The U.S. Department of the Treasury, in a report released last week, said national security is under threat by illicit actors using decentralized finance (DeFi) services and called for greater regulation of the space.
The report, Illicit Finance Risk Assessment of Decentralized Finance, is available here.
“Risk assessments play a foundational role in promoting understanding of the illicit finance risk environment and more effectively protecting the integrity of the U.S. financial system,” said Brian E. Nelson, Under Secretary of the Treasury for Terrorism and Financial Intelligence. “Our assessment finds that illicit actors, including criminals, scammers, and North Korean cyber actors are using DeFi services in the process of laundering illicit funds.”
The report identifies a lack of anti-money-laundering (AML) controls and slack adherence to regulations that govern the combating of the financing of terrorism (CFT).
“Capturing the potential benefits associated with DeFi services requires addressing these risks,” Nelson said. “The private sector should use the findings of this assessment to inform their own risk mitigation strategies and to take clear steps, in line with AML/CFT regulations and sanctions obligations, to prevent illicit actors from abusing DeFi services.”
What the Report Prescribes
The risk assessment’s primary purpose is to identify the scope of the problem.

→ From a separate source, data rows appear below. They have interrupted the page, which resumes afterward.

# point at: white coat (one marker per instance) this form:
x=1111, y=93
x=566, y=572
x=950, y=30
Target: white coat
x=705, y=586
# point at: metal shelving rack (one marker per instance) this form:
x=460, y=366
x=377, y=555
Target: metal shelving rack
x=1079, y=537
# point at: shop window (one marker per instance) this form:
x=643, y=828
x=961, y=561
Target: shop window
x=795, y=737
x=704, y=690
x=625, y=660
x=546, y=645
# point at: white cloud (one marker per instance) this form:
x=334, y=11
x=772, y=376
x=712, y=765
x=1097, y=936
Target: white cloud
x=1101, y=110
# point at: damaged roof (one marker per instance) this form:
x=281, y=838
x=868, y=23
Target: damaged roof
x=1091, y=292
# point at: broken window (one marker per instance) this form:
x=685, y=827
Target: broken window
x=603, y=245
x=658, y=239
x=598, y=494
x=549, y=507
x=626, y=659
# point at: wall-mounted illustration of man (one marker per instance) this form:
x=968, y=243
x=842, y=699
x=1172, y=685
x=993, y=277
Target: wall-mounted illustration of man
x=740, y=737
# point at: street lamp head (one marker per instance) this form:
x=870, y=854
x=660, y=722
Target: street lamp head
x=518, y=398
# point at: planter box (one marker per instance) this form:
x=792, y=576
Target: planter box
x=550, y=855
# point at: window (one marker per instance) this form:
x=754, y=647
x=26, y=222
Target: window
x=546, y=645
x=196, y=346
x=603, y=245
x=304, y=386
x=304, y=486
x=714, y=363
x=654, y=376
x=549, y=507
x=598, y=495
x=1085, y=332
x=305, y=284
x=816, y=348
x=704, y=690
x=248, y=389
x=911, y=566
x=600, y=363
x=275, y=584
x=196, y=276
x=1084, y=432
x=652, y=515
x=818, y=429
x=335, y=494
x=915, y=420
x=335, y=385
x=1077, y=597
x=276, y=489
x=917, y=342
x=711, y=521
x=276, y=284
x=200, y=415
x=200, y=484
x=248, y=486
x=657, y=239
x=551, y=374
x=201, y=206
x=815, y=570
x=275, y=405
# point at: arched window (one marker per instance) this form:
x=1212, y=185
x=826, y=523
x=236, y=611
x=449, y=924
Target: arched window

The Treasury report goes a step further, with recommendations for governmental action. Among them:
- Strengthening AML/CFT regulation.
- Considering more private-sector guidance on the AML/CFT obligations associated with DeFi services.
- Assessing AML/CFT regulatory gaps related to DeFi services.
In a news release announcing the publication of the report, the Treasury wrote: “The primary vulnerability that illicit actors exploit stems from non-compliance by DeFi services with AML/CFT and sanctions obligations. DeFi services engaged in covered activity under the Bank Secrecy Act have AML/CFT obligations regardless of whether the services claim that they currently are or plan to be decentralized. Other vulnerabilities include the potential for some DeFi services to be out of scope for existing AML/CFT obligations, weak or non-existent AML/CFT controls for DeFi services in other jurisdictions, and poor cybersecurity controls by DeFi services, which enable the theft of funds.”
In short: Players in the space should gird for more regulation and enforcement.
What is DeFi?
Decentralized finance (DeFi) seeks to empower users through peer-to-peer digital exchanges that remove third parties and centralized institutions (like banks and credit unions) from transactions. It’s based on secure distributed ledgers and smart contracts, as used by cryptocurrencies.
In the impact note Next Steps for Crypto: Weathering the FTX Fallout, Javelin Strategy & Research analysts James Wester and Joel Hugentobler predicted an onrush of regulation in the wake of the high-profile flameouts of FTX and others in the crypto space, writing that “building in tight controls, strong oversight, transparency, governance, and all the other tools that have long been a part of traditional finance will be a key to staying out of trouble.”
The analysts also wrote that as DeFi grows, fintechs would develop tools to address the needs of governance, oversight, and compliance—those things the Treasury finds lacking.
What’s Next?
Tighter regulation seems a certainty. DeFi, for all its transparency to participants in a transaction, is opaque in the eyes of federal regulators because it runs on a system without traditional financial intermediaries, such as banks.
Forward-thinking actors in the crypto space will, on their own, strengthen their vetting so as to head off enforcement action from government agencies. But even that might not be enough. Coinbase, widely regarded as a cryptocurrency exchange that does things right, has nonetheless attracted the attention of the Securities and Exchange Commission, which seems poised to bring action against it.
Wester noted that regulation has its limitations. DeFi and cryptocurrency, as relatively new spaces in financial services, need a coherent and applicable set of laws.
“The report shows that current regulation may not be the right tool and Congress needs to be involved in drafting new legislation,” he said.